Editor’s note: Nils Mulvad, co-founder and board member of GIJN, and Helena Bengtsson, editor for the Data Projects Team at The Guardian, share 12 tips on how to use data for stories. These were presented at the 2015 conference of Netzwerk Recherche, Germany’s investigative journalism association, in Hamburg.
1. Begin with Small Projects — and Excel
There are many risks for errors in data journalism. Begin with data and tools you can manage. Excel is pretty much 90 percent of all data journalism. It counts for the basic importing and exporting of data, cleaning, sorting and structuring. It is the main tool, before importing data into other tools.
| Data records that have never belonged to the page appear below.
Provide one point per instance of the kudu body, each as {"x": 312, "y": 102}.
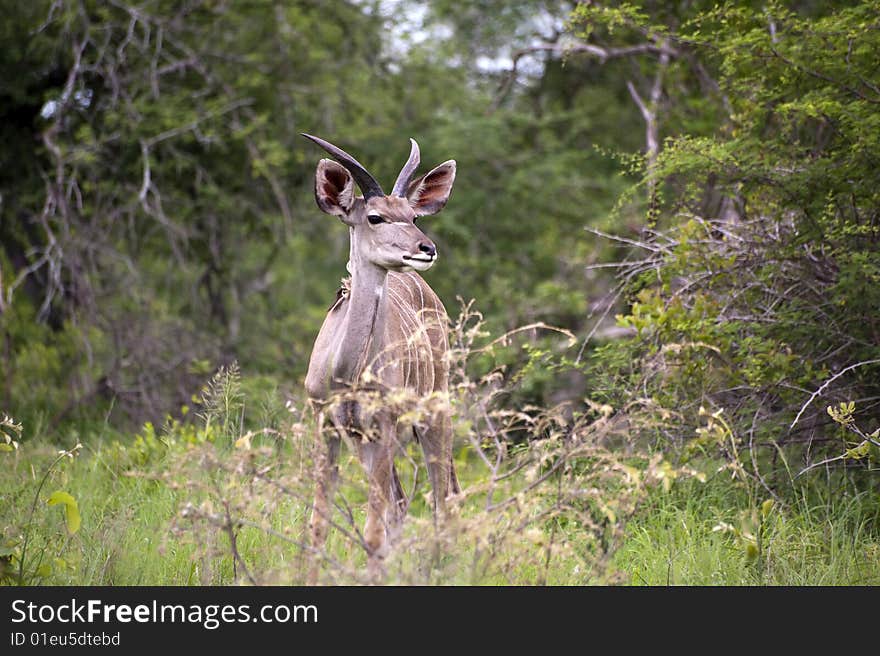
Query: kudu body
{"x": 382, "y": 349}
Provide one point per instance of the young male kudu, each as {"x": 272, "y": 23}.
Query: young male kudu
{"x": 385, "y": 336}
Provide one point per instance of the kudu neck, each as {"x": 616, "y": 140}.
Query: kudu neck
{"x": 365, "y": 320}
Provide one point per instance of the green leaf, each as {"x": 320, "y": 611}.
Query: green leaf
{"x": 71, "y": 510}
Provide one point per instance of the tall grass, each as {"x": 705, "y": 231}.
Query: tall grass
{"x": 821, "y": 533}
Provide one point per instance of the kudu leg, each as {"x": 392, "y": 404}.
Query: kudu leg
{"x": 377, "y": 458}
{"x": 326, "y": 476}
{"x": 436, "y": 441}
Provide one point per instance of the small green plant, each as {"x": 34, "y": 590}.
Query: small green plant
{"x": 865, "y": 449}
{"x": 10, "y": 433}
{"x": 18, "y": 564}
{"x": 222, "y": 402}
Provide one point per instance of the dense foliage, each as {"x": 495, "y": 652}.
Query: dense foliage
{"x": 688, "y": 191}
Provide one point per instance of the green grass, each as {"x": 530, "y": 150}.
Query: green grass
{"x": 821, "y": 534}
{"x": 694, "y": 534}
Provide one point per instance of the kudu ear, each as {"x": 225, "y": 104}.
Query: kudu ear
{"x": 429, "y": 193}
{"x": 334, "y": 188}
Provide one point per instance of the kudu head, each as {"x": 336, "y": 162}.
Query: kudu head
{"x": 383, "y": 229}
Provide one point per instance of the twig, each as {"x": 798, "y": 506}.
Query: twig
{"x": 819, "y": 391}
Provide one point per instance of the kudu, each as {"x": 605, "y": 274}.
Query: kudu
{"x": 385, "y": 339}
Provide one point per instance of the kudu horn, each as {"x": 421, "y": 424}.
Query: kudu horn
{"x": 366, "y": 182}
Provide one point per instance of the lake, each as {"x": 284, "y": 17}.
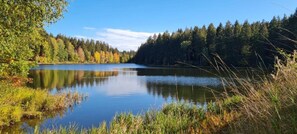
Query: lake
{"x": 117, "y": 88}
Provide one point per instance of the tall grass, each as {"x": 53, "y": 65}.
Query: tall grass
{"x": 256, "y": 105}
{"x": 19, "y": 102}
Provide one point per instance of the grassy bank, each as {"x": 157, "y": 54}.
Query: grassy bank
{"x": 19, "y": 102}
{"x": 266, "y": 105}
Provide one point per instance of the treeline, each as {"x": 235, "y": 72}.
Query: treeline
{"x": 236, "y": 44}
{"x": 62, "y": 49}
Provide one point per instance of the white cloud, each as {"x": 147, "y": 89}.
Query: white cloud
{"x": 89, "y": 28}
{"x": 123, "y": 39}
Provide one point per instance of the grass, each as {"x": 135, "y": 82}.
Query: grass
{"x": 266, "y": 105}
{"x": 18, "y": 102}
{"x": 253, "y": 105}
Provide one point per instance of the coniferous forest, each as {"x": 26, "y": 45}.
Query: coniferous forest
{"x": 247, "y": 44}
{"x": 62, "y": 49}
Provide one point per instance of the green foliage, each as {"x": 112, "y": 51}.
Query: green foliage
{"x": 247, "y": 44}
{"x": 18, "y": 102}
{"x": 20, "y": 26}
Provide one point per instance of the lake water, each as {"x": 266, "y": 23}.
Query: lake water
{"x": 116, "y": 88}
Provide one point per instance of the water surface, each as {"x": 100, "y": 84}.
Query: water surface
{"x": 116, "y": 88}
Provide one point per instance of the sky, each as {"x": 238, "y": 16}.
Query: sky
{"x": 125, "y": 24}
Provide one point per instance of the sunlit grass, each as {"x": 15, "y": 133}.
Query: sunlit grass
{"x": 20, "y": 102}
{"x": 264, "y": 106}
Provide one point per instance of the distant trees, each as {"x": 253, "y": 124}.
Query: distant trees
{"x": 21, "y": 32}
{"x": 64, "y": 49}
{"x": 237, "y": 44}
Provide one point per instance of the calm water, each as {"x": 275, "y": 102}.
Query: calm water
{"x": 116, "y": 88}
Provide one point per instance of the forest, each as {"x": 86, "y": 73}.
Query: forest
{"x": 240, "y": 45}
{"x": 62, "y": 49}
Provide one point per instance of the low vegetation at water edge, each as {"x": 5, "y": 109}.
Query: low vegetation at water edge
{"x": 268, "y": 106}
{"x": 18, "y": 102}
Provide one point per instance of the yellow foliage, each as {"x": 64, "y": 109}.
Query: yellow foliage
{"x": 97, "y": 57}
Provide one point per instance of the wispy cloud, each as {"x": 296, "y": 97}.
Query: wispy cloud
{"x": 89, "y": 28}
{"x": 123, "y": 39}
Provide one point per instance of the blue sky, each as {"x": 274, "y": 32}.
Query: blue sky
{"x": 126, "y": 24}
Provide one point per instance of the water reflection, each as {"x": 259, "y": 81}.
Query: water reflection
{"x": 59, "y": 79}
{"x": 177, "y": 84}
{"x": 122, "y": 88}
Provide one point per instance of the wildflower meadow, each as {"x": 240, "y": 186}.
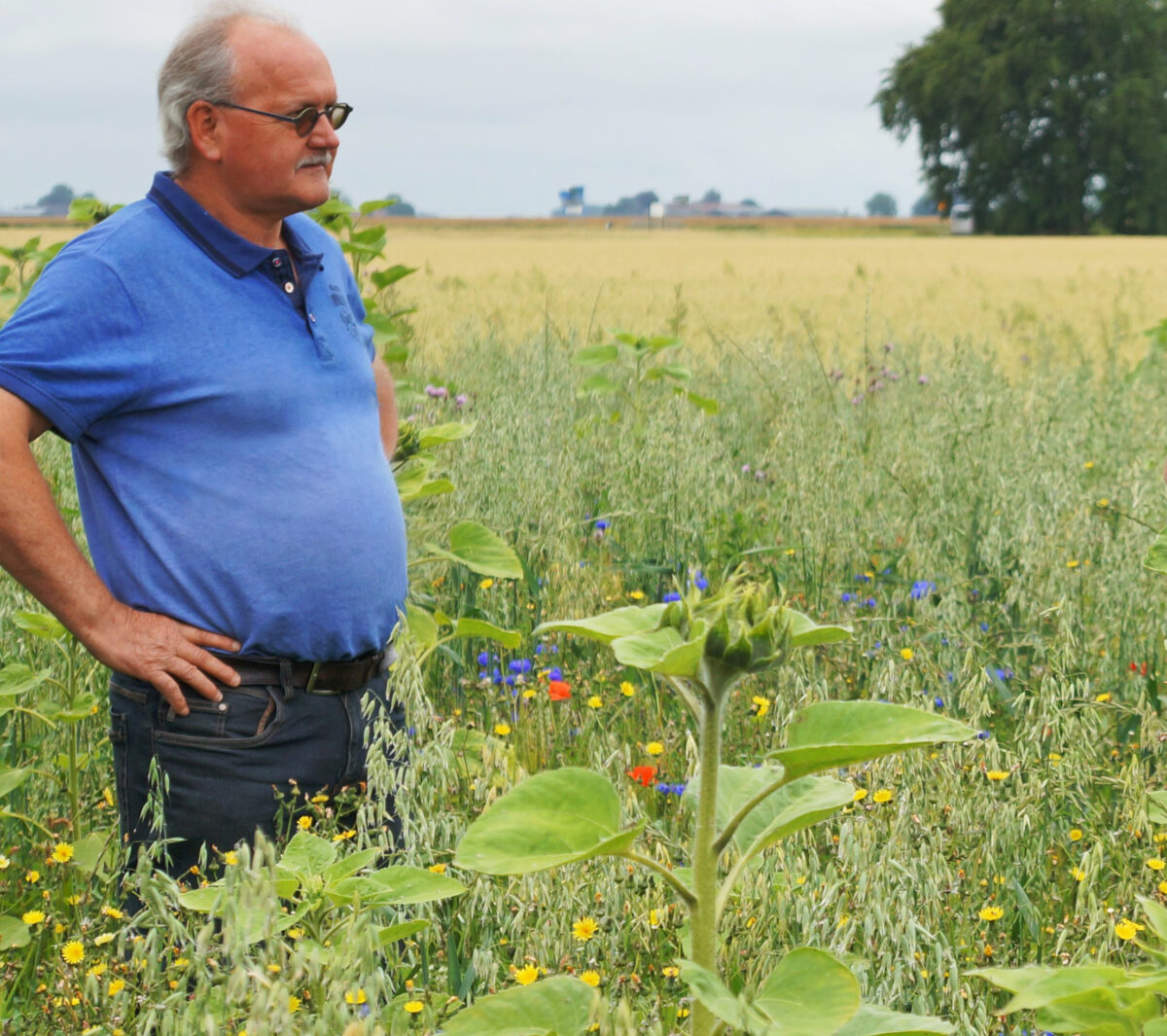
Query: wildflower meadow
{"x": 770, "y": 685}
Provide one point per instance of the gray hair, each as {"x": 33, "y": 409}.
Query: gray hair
{"x": 201, "y": 66}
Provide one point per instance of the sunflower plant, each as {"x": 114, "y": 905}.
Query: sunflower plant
{"x": 700, "y": 647}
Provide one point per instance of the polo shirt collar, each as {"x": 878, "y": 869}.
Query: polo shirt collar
{"x": 234, "y": 253}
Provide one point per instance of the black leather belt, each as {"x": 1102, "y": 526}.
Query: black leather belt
{"x": 313, "y": 677}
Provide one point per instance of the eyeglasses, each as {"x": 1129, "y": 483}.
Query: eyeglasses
{"x": 306, "y": 121}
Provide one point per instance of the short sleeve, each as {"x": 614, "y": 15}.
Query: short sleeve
{"x": 74, "y": 347}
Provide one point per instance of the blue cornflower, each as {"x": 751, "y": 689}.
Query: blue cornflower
{"x": 922, "y": 589}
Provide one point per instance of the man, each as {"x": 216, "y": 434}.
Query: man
{"x": 203, "y": 350}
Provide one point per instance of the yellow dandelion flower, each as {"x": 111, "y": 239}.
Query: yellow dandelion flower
{"x": 584, "y": 928}
{"x": 62, "y": 853}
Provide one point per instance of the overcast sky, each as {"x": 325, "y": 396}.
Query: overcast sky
{"x": 491, "y": 107}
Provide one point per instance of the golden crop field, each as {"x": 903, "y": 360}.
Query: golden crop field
{"x": 1016, "y": 297}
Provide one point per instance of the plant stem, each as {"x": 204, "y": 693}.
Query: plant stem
{"x": 704, "y": 931}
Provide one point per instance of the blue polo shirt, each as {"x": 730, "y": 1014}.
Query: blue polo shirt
{"x": 225, "y": 426}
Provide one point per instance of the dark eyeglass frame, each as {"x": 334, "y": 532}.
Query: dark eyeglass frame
{"x": 304, "y": 122}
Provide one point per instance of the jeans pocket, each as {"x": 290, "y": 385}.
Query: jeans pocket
{"x": 120, "y": 735}
{"x": 245, "y": 718}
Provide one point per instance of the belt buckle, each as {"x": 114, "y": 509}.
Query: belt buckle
{"x": 309, "y": 686}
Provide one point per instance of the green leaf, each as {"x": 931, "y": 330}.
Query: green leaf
{"x": 595, "y": 356}
{"x": 878, "y": 1021}
{"x": 384, "y": 278}
{"x": 622, "y": 622}
{"x": 39, "y": 625}
{"x": 13, "y": 934}
{"x": 791, "y": 808}
{"x": 441, "y": 434}
{"x": 549, "y": 819}
{"x": 663, "y": 651}
{"x": 804, "y": 632}
{"x": 1156, "y": 555}
{"x": 705, "y": 403}
{"x": 372, "y": 206}
{"x": 88, "y": 850}
{"x": 479, "y": 627}
{"x": 307, "y": 855}
{"x": 1063, "y": 982}
{"x": 553, "y": 1007}
{"x": 712, "y": 992}
{"x": 421, "y": 625}
{"x": 392, "y": 932}
{"x": 483, "y": 552}
{"x": 395, "y": 885}
{"x": 841, "y": 732}
{"x": 809, "y": 993}
{"x": 1156, "y": 806}
{"x": 350, "y": 865}
{"x": 11, "y": 778}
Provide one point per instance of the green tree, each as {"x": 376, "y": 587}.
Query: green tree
{"x": 881, "y": 204}
{"x": 1047, "y": 116}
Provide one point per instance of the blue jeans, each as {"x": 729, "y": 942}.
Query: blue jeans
{"x": 226, "y": 762}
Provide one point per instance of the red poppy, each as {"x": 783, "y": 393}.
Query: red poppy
{"x": 643, "y": 774}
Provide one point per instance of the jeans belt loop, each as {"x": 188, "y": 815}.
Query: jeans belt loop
{"x": 310, "y": 685}
{"x": 286, "y": 678}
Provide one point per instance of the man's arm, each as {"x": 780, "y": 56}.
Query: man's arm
{"x": 36, "y": 549}
{"x": 386, "y": 402}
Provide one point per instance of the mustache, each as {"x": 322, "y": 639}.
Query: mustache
{"x": 324, "y": 159}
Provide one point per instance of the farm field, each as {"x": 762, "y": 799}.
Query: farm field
{"x": 951, "y": 447}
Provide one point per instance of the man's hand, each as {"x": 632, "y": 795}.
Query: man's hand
{"x": 162, "y": 651}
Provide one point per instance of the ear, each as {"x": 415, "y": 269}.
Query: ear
{"x": 205, "y": 126}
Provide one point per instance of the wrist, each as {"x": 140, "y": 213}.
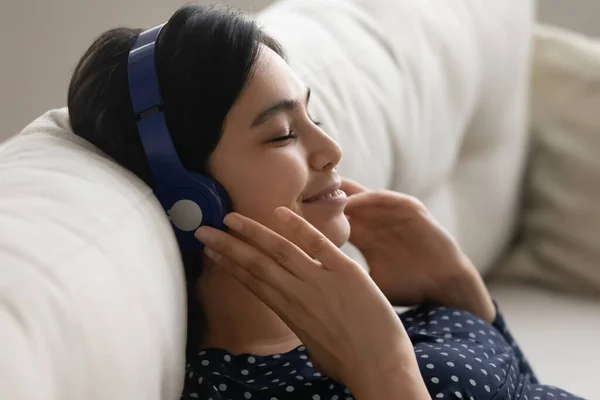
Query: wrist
{"x": 400, "y": 381}
{"x": 466, "y": 290}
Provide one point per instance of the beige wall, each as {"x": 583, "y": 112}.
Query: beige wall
{"x": 41, "y": 40}
{"x": 47, "y": 37}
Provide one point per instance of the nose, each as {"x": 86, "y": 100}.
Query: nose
{"x": 326, "y": 154}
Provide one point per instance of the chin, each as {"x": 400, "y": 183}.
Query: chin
{"x": 336, "y": 229}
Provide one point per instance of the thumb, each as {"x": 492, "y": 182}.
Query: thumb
{"x": 352, "y": 187}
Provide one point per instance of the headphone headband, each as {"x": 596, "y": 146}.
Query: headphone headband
{"x": 189, "y": 199}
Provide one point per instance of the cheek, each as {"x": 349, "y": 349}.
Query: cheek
{"x": 258, "y": 183}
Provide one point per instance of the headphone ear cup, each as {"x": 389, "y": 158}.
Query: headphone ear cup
{"x": 218, "y": 203}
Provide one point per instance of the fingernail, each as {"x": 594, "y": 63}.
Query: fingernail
{"x": 213, "y": 255}
{"x": 204, "y": 235}
{"x": 233, "y": 221}
{"x": 282, "y": 214}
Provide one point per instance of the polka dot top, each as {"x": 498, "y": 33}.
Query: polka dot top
{"x": 460, "y": 357}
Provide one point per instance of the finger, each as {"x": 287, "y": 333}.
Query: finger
{"x": 298, "y": 230}
{"x": 273, "y": 297}
{"x": 259, "y": 265}
{"x": 283, "y": 252}
{"x": 352, "y": 187}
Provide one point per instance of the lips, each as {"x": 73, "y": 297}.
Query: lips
{"x": 328, "y": 191}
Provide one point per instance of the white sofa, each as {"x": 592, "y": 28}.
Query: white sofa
{"x": 427, "y": 98}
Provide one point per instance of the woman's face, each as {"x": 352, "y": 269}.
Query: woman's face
{"x": 272, "y": 154}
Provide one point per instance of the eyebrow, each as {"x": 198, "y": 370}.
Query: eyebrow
{"x": 280, "y": 106}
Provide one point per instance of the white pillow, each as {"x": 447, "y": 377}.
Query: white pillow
{"x": 560, "y": 238}
{"x": 92, "y": 294}
{"x": 425, "y": 97}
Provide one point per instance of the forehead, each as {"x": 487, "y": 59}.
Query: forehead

2. Learn Data Tools from Journalists
For journalists to understand the principles of calculating tools, you normally need a journalist as a teacher. It is often necessary to relate the concrete functions to tasks in reporting and story-telling.
3. Check, and Check and Check for Errors
There are nearly always errors in data. Also when you get it from estimated authorities. You have the responsibility to get rid of the errors, before presenting it to the audience. Count totals — check if everything is there or if you’ve missed something.
4. Make Public the Documentation of Your Work
Describe step by step what you have done, so others can check and do the same. It’s normally a good idea to share your data work with sources before publishing — for checking errors and agreeing on methods. In doing so, you also avoid errors and criticism of your methodology, instead of readers focusing on your content.
5. Use Errors to Get Better Internal Sources
When you find errors in data, use them as a way to get closer to the people wo provided the data in the government or other institution.
6. Get the Data
You can get the data just by asking, and they will email them to you. Or you can download it from the web, scrape them or get it using FOI-requests (Freedom of Information). Develop and fine-tune these methods, just as you do with interviews. All are valid journalistic methods.
7. Analyze the Data — Go for Stories
Much data journalism is too much data and too little journalism. We do this to tell stories. If there isn’t a story, don’t tell it. Find the stories and tell them one by one. Using interactive graphics is the same. Break it down to one clear story for each graphic or map. And tell it, so it is possible to understand. Don’t mix everything together in long reads with too many angles.
8. What Is Really the Story — Using Extremes
Think and rethink to find stories in the data — and then check them against reality. The best way to describe stories is in the extremes. Use ranking as one of the best tools — to find errors and to explain the reality. That is journalism.
9. Data Journalism Sometimes Starts with the Story — and Sometimes with the Data
Many journalists think you always should start with a story and then build data around it. But there is no reason for only doing data journalism one way. Sometimes you get a good set of data, and the story is obvious. Other times you have to dive down in the data to see possible stories and then check if they are true.
10. Clean Up Your Data
When there is no data, structuring your own data set might be the best way to make a great story. Diving into data also gives you a feeling of contentment and immerses you in the story. Don’t always leave the hard work to researchers. Love your data.
11. Get Rid of the Numbers
Data Journalism is most often about humans. Get rid of the numbers and find the humans, who are the best examples of your data. Actually sometimes zero numbers are the best way to do a data JOURNALISM story. You then might only include the data in a graphic. Or keep them for later. If you can’t find humans to explain your findings, they might be wrong.
12. Work Together and Share
There is a great history of sharing by people in the data journalism community. This is the only way we can keep up with the speed of the development of tools and methods. This way of sharing is more common here than in perhaps any other area in journalism.
Nils Mulvad is a co-founder and board member of the Global Investigative Journalism Network, as well as Investigative Reporting Denmark. He is also editor at Kaas & Mulvad, a data journalism consulting firm. He was CEO for the Danish International Center for Analytical Reporting 2001-2006 and European journalist of the year in 2006.
Helena Bengtsson is editor for the Data Projects team at the Guardian. She was formerly the database editor for the news and current affairs departments at Sveriges Television in Sweden. In 2006 and 2007, she was a database editor at the Center for Public Integrity in Washington, D.C.
Useful advice but a lot of typos so am reluctant to share.
Rachel — this was a tip sheet delivered by two respected Scandinavian data journalists who speak English as a second language. In response to your concern, we’ve cleaned up the grammar. We hope you and others will still find useful the many important points they make.